Levinson lives in the Kiryat Shalom neighborhood of Tel Aviv.

== Journalism ==
- In August 2010, Levinson revealed Cameri Theatre, Habima Theatre and Haifa Theatre, were going to appear at the Israeli settlement Ariel, which led to a boycott.
- In March 2012, Levinson published the story of Omar Abu Jariban, an illegal immigrant from Gaza who was thrown on the side of the road by two policemen and dried to death. The officers were convicted and sentenced to 21 months in prison.
- In October 2014, Levinson revealed that Defense Minister Moshe Ya'alon ordered to prevent Palestinians from getting on the same bus with Israelis.
- In August 2015, Levinson revealed a government decision to transfer a special sum of 340 million shekels (NIS), for the development of transportation and tourism infrastructure in the Israeli settlements.

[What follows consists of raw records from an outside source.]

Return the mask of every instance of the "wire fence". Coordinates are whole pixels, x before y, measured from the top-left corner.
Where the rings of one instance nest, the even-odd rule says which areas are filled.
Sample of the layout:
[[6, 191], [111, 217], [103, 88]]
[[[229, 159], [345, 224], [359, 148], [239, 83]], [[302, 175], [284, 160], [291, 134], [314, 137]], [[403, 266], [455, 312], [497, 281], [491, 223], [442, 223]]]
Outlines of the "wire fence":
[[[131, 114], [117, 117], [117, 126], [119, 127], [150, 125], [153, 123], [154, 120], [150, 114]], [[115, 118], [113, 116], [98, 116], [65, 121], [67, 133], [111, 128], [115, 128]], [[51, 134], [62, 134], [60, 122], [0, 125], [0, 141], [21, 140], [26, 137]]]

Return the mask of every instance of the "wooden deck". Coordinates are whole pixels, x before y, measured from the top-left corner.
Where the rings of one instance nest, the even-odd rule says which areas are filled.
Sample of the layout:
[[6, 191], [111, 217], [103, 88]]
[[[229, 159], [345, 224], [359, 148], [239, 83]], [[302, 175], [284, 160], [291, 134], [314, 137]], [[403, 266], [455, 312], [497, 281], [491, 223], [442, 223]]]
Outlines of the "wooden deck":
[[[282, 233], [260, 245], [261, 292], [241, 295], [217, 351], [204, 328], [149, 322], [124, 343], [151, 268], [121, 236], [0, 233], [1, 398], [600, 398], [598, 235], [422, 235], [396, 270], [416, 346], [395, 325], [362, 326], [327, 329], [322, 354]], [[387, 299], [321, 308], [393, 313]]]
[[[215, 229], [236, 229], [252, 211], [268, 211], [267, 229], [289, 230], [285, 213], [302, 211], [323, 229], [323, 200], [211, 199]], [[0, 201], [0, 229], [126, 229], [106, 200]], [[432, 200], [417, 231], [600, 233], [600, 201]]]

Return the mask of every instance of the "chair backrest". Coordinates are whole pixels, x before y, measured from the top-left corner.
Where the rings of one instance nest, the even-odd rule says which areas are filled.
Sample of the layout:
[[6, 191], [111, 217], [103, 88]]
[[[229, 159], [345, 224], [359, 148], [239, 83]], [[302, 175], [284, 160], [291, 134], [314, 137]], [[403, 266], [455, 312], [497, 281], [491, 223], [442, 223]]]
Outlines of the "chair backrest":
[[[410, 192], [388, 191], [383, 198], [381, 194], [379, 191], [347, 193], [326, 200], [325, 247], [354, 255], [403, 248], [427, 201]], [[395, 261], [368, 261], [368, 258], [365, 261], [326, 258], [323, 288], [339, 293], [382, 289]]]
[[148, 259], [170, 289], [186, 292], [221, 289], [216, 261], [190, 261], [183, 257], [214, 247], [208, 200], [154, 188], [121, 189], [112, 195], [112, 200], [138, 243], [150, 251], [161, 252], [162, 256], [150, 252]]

- In April 2016, Levinson revealed that there are 1,537 defects in the core of the Shimon Peres Negev Nuclear Research Center, which are constantly monitored.
- In September 2017, Levinson revealed that Netanyahu worked to appoint his former associate, Ari Harow, as chairman of Israeli Channel 10 company.
- In March 2024, Levinson revealed recordings between the former head of Israel Bar Association, Efi Neve, and the former president of the Israeli district court, Eitan Orenstein. The recordings apparently show a problematic relationship between the two parties, which ultimately caused a criminal procedure against Nave.

== Criticism ==
Levinson entered inappropriate information in the Hebrew Wikipedia and posted tweets about it. He also spoke against Netanyahu government, causing political controversy.